This is probably the best historical novel I have ever read, bringing to life the Ottoman Empire, the Knights of St John and the siege of Malta. All characters are realistic and engaging and I was always interested in what would happen to them. The parallel stories of the different characters (in Malta, Algiers, France, Istanbul) are brought together perfectly in the final Great Siege (described in all its brutality and drama), and even on the very last page (771) there is a unexpected little twist which adds an additional interest to the whole great story. As the early action moved from one character and place to another, I was always disappointed to leave that section, but was always immediately gripped by the episode which followed. I hope David Ball is writing another novel, for I will certainly buy it.
I love this book and also David Ball's other historical novel Empires of Sand. I think you can judge a good historical novel from the interest in generates in the period it is depicting. I was, until reading this, unaware of the historically significant siege of Malta. I was encouraged by this beautiful novel to find out more about Malta, the island's history and in particular the Knights who occupied and fortified the island. The story itself is the telling of the life and adventures of a brother and sister separated and brought up in two very different religious communities. And how, ultimately, they were became involved on different sides in an age old (and ongoing) sectarian war. I think to go into anymore detail would spoil the enjoyment of this fabulous novel. However, I was very interested to see a recent publication by Tim Willocks called The Religion. This novel covers the same events in history and I am encouraged to see it is receiving excellent reviews just like David Ball's Sword and the Scimitar. My only bone of contention with Mr. Ball is that he doesn't seem to have written much. The only other novel aside from Empires of Sand that I believe is from the same author is called China Run, but this seems quite a step away from the historical, romantic adventure story we have here.

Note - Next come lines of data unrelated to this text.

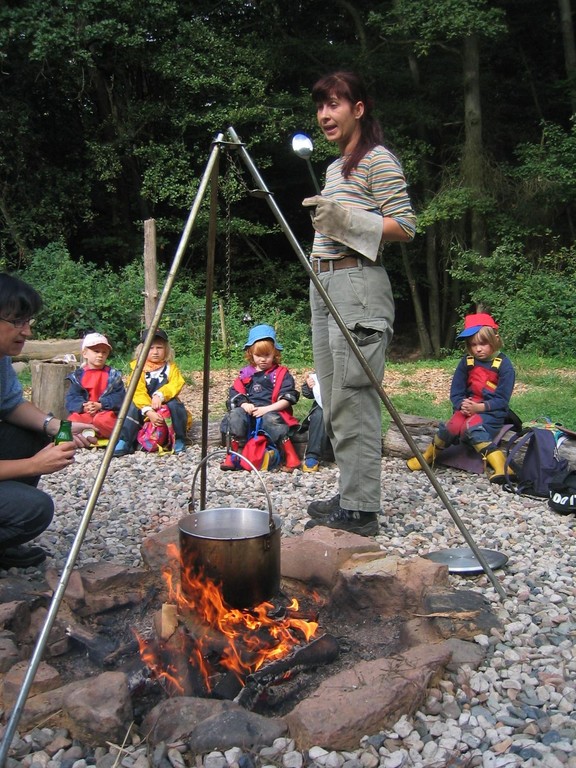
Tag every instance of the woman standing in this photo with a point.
(364, 204)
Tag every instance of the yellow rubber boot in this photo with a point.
(496, 459)
(428, 455)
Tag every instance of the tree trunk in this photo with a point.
(472, 160)
(49, 386)
(423, 336)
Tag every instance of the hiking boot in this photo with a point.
(21, 556)
(362, 523)
(320, 509)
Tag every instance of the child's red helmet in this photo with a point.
(473, 323)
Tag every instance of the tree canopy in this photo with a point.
(108, 110)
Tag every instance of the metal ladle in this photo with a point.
(303, 147)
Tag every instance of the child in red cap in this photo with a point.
(480, 393)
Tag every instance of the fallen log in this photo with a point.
(422, 430)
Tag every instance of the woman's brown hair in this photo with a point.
(350, 86)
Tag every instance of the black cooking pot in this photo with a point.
(237, 548)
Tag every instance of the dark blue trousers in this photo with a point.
(25, 511)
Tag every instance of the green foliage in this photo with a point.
(533, 301)
(545, 386)
(79, 297)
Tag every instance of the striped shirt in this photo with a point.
(376, 184)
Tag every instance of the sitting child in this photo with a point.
(480, 393)
(160, 384)
(263, 389)
(96, 390)
(319, 446)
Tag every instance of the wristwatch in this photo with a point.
(47, 421)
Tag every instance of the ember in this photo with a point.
(206, 648)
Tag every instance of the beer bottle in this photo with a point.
(64, 434)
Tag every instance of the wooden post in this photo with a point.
(223, 325)
(150, 271)
(49, 385)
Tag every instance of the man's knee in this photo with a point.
(25, 512)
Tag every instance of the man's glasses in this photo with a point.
(29, 321)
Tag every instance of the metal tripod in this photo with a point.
(210, 177)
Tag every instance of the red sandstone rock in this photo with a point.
(100, 709)
(389, 586)
(362, 700)
(47, 679)
(317, 555)
(154, 548)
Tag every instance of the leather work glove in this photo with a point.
(358, 229)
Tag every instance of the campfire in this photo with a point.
(204, 647)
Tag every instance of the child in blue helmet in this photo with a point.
(263, 389)
(480, 393)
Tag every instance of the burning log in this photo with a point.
(99, 646)
(322, 650)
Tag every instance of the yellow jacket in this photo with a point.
(169, 391)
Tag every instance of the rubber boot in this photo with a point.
(291, 458)
(232, 463)
(429, 455)
(496, 459)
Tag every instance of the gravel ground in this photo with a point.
(518, 709)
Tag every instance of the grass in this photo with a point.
(545, 387)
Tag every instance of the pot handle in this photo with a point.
(224, 452)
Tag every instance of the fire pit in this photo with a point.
(205, 647)
(366, 627)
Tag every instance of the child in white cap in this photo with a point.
(480, 393)
(96, 390)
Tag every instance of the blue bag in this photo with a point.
(540, 463)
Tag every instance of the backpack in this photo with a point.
(563, 492)
(159, 439)
(539, 465)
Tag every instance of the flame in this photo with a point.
(244, 639)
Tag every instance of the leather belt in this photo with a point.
(346, 262)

First of all this book is very good and I couldn't put it down until the last page. It also covers the historical events of its time in a good and detailed way. Although in general it tries to be in equal distance from both sides (Christains(Order of St. John) and Muslims(Ottomans) of 16th century) by giving the good and bad aspects of both civilizations but when it comes to the human factor it is clearly biased against the Ottomans(or Turks, or Muslims. The distinction disappears throughout the book). There isn't even a single Ottoman with a good character in the book. All of them are portrayed as blood-thirsty savages, looking for sex, rape and profit. When it comes to Christians though, all the characters get a chance to show their good aspects even if they're worse than their Muslim counterparts. e.g. even the priest in the book, who rapes one of the female characters at the beginning of the book, gets portrayed as a -good- person at the end of the book. But I must give credit to the author for at least highlighting the fact that the Ottoman Empire was based on the values of talents of human beings but not their race.

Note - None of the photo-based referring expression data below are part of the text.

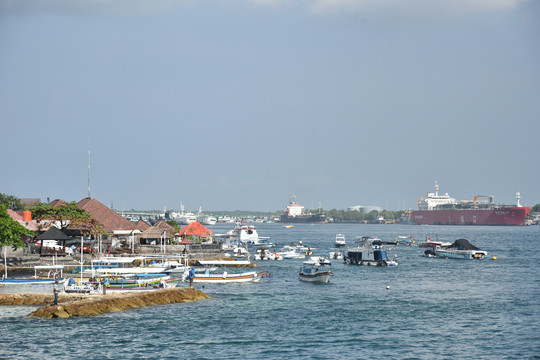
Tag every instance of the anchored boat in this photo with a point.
(316, 269)
(369, 252)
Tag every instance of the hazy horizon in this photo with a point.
(240, 104)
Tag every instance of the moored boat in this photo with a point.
(340, 241)
(460, 249)
(225, 277)
(316, 270)
(369, 252)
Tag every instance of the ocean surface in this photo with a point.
(434, 309)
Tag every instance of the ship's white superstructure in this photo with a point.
(433, 200)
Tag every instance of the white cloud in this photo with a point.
(392, 8)
(117, 7)
(419, 7)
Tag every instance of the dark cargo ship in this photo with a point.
(295, 214)
(438, 209)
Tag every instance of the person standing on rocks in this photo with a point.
(56, 290)
(191, 276)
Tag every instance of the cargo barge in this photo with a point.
(438, 209)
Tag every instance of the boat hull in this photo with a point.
(460, 254)
(321, 277)
(224, 278)
(508, 216)
(303, 219)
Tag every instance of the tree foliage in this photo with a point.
(174, 225)
(11, 202)
(11, 232)
(68, 215)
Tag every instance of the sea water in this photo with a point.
(432, 308)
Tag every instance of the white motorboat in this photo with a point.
(340, 241)
(225, 277)
(247, 234)
(266, 254)
(405, 240)
(369, 252)
(433, 242)
(316, 269)
(460, 249)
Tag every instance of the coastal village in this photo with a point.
(89, 240)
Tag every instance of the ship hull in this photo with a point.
(508, 216)
(304, 219)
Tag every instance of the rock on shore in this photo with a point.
(92, 305)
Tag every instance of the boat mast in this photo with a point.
(88, 168)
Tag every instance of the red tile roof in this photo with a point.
(197, 229)
(141, 225)
(108, 218)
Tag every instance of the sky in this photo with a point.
(238, 104)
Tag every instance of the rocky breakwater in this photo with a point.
(92, 305)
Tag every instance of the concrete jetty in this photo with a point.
(92, 305)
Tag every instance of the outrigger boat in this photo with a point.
(460, 249)
(316, 270)
(225, 277)
(340, 241)
(369, 252)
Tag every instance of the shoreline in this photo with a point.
(92, 305)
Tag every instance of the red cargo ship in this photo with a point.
(438, 209)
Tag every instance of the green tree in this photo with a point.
(11, 232)
(11, 202)
(68, 215)
(174, 225)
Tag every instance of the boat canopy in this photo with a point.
(463, 244)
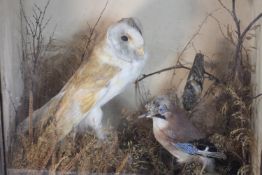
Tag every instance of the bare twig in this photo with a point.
(180, 66)
(257, 96)
(240, 38)
(30, 115)
(92, 30)
(193, 37)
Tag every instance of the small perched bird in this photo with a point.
(116, 61)
(175, 132)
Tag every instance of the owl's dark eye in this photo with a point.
(124, 38)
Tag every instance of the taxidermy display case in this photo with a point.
(131, 87)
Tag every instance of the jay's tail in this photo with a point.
(206, 153)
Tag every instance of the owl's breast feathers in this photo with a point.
(86, 84)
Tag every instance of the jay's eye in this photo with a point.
(124, 38)
(163, 109)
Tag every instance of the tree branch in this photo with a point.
(180, 66)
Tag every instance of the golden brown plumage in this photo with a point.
(115, 62)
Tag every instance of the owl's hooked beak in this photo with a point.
(140, 51)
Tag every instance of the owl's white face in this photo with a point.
(125, 39)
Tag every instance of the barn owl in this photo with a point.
(116, 61)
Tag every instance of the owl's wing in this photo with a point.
(86, 86)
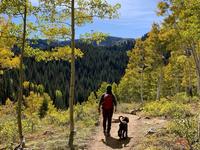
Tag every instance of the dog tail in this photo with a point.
(120, 119)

This historical epic saga brings to life in vivid colours the 16th century and gives us an insight into the political and religious conflicts of the time, between the Islamic Ottoman Empire and Christian Europe, between the Knights and the Catholic Hierarchy in Rome and between Christianity and Judaism. All this is spun around the two main characters in the novel, Nico and Maria, Maltese brother and sister who are separated when young and whose destinies take them in vastly different directions only to meet again years later during the Great Siege of Malta. Besides its merits as a well-researched historical account of the turbulent 16th century, David Ball's epic novel is an action-filled adventure full of suspense, romance, cruelty, revenge and religious fanaticism. I have just read the paperback edition - all 774 pages - in four days! How I wished it was even longer. It's that good.

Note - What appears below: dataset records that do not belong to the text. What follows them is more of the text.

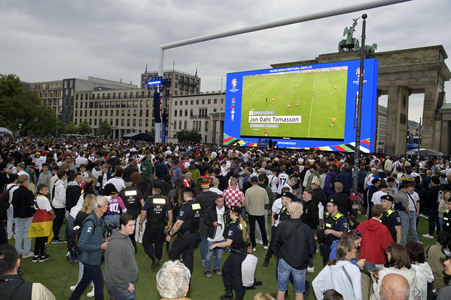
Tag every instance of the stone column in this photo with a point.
(430, 136)
(397, 117)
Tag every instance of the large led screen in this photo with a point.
(304, 107)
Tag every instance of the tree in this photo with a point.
(71, 128)
(23, 110)
(84, 128)
(105, 129)
(189, 136)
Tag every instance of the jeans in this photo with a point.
(217, 252)
(94, 273)
(259, 233)
(80, 273)
(261, 224)
(231, 274)
(117, 293)
(10, 221)
(22, 227)
(284, 270)
(203, 247)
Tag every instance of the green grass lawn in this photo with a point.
(54, 272)
(292, 95)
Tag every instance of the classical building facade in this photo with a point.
(59, 95)
(201, 112)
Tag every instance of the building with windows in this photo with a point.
(58, 95)
(201, 112)
(126, 111)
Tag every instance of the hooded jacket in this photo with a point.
(334, 277)
(120, 262)
(59, 197)
(375, 239)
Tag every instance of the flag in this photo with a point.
(42, 225)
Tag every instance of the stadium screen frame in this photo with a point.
(332, 135)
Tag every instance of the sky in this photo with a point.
(50, 40)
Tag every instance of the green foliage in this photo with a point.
(105, 129)
(23, 110)
(84, 128)
(189, 136)
(71, 128)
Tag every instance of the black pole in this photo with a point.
(359, 110)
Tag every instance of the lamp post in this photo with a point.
(359, 110)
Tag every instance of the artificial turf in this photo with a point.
(54, 272)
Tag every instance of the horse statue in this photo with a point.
(350, 43)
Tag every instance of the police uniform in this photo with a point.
(447, 220)
(131, 196)
(391, 219)
(231, 270)
(186, 239)
(337, 222)
(156, 207)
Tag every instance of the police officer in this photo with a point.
(187, 228)
(155, 209)
(134, 201)
(334, 225)
(391, 218)
(447, 218)
(236, 236)
(283, 215)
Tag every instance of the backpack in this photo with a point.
(72, 241)
(4, 197)
(332, 182)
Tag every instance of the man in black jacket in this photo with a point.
(293, 243)
(216, 218)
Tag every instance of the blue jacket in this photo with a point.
(91, 239)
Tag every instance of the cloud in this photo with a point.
(49, 40)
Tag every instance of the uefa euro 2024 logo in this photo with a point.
(357, 72)
(234, 84)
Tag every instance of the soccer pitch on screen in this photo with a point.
(308, 104)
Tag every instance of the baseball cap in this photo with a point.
(288, 195)
(388, 198)
(236, 209)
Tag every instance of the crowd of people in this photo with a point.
(115, 194)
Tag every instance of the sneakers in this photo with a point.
(227, 296)
(208, 274)
(91, 293)
(43, 258)
(29, 254)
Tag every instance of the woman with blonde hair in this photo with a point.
(340, 274)
(236, 240)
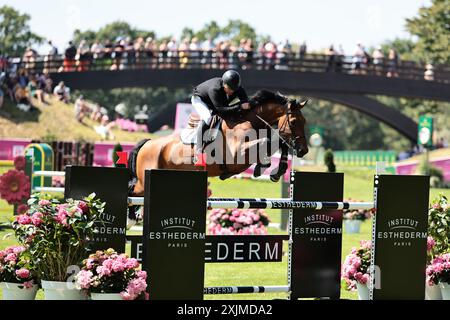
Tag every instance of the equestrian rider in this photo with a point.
(222, 96)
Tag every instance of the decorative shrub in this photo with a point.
(57, 235)
(439, 270)
(110, 272)
(237, 221)
(356, 265)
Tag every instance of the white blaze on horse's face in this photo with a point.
(292, 127)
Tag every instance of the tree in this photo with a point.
(15, 33)
(237, 30)
(432, 29)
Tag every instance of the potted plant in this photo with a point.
(107, 275)
(353, 219)
(438, 240)
(238, 222)
(57, 236)
(438, 273)
(17, 277)
(355, 270)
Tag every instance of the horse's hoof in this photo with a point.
(275, 178)
(226, 176)
(131, 223)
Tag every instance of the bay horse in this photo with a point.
(269, 111)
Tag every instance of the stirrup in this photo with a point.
(200, 160)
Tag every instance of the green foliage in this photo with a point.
(155, 98)
(15, 33)
(404, 47)
(117, 148)
(431, 27)
(347, 129)
(58, 235)
(111, 32)
(328, 159)
(439, 225)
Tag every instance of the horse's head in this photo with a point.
(292, 126)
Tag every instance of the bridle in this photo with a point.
(290, 143)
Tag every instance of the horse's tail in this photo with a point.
(132, 159)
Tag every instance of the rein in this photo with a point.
(267, 124)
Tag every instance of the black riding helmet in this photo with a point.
(232, 79)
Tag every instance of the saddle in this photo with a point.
(189, 134)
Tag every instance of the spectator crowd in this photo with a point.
(127, 53)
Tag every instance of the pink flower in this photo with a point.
(44, 202)
(84, 279)
(142, 274)
(118, 266)
(23, 273)
(19, 163)
(23, 219)
(22, 208)
(90, 263)
(36, 218)
(131, 263)
(17, 249)
(62, 217)
(126, 296)
(11, 257)
(83, 206)
(430, 243)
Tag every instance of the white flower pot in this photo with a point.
(432, 292)
(363, 291)
(352, 226)
(57, 290)
(106, 296)
(17, 291)
(445, 290)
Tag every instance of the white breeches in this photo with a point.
(201, 109)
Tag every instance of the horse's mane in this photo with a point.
(264, 96)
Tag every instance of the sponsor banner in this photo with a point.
(231, 248)
(317, 237)
(111, 186)
(103, 153)
(174, 229)
(400, 235)
(11, 148)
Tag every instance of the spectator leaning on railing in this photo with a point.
(62, 92)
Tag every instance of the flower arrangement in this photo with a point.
(14, 186)
(356, 265)
(131, 126)
(57, 234)
(439, 226)
(438, 271)
(237, 222)
(361, 215)
(110, 272)
(16, 267)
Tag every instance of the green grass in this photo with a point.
(358, 185)
(55, 120)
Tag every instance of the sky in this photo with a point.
(318, 22)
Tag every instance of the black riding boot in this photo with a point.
(200, 157)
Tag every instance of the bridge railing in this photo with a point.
(239, 60)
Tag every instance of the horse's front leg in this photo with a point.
(264, 160)
(277, 173)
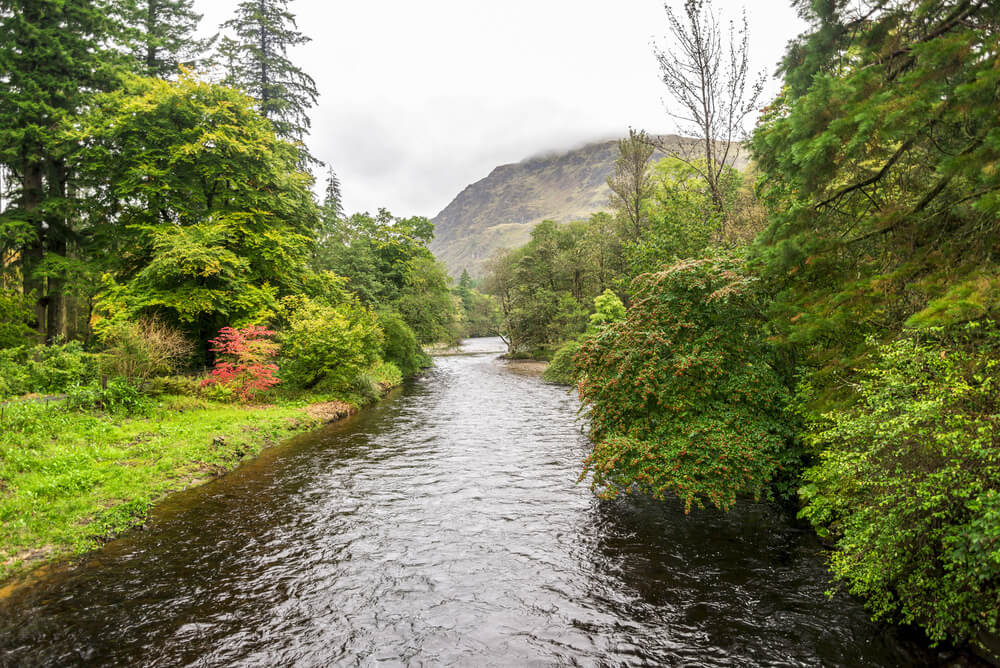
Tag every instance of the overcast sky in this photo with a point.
(420, 99)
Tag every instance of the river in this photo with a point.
(445, 526)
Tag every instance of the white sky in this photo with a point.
(420, 99)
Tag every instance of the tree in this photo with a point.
(878, 163)
(629, 183)
(162, 37)
(204, 213)
(257, 62)
(333, 208)
(684, 394)
(54, 54)
(707, 73)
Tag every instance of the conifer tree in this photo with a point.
(333, 208)
(53, 55)
(257, 62)
(163, 36)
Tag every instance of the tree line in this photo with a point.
(152, 179)
(819, 327)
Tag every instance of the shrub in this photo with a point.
(139, 350)
(562, 369)
(244, 366)
(329, 346)
(683, 395)
(180, 386)
(120, 396)
(908, 483)
(45, 369)
(400, 346)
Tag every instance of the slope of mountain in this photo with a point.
(500, 210)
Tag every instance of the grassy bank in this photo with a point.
(71, 480)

This a great book and should be a bestseller. If you like Malta you will love the history and intrigue of this book. It is on par with Wilbur Smiths books and is just as well written. Only work got in my way from putting the book down before i could finish. Buy it and enjoy the read going back into the 1500's and life on Malta and the high seas and what life was like then.
I absolutely adored this book and was very said when I had finished reading it as it had become my faithfull friend. The book is a real adventure story and spans three countries Algeria, France and Malta and features a set of characters from each country all of which become interlinked. Dont be put off by the physical size of the book its well worth persevering - I started reading it in hardback and went and bought a paperback version as it was easier to handle. The book has regular factual segments which reinforce the storyline and the individual characters of the book are all really well thought out. I would love to know if the author is planning a follow up to the book and if so I will be first in the queue to purchase it.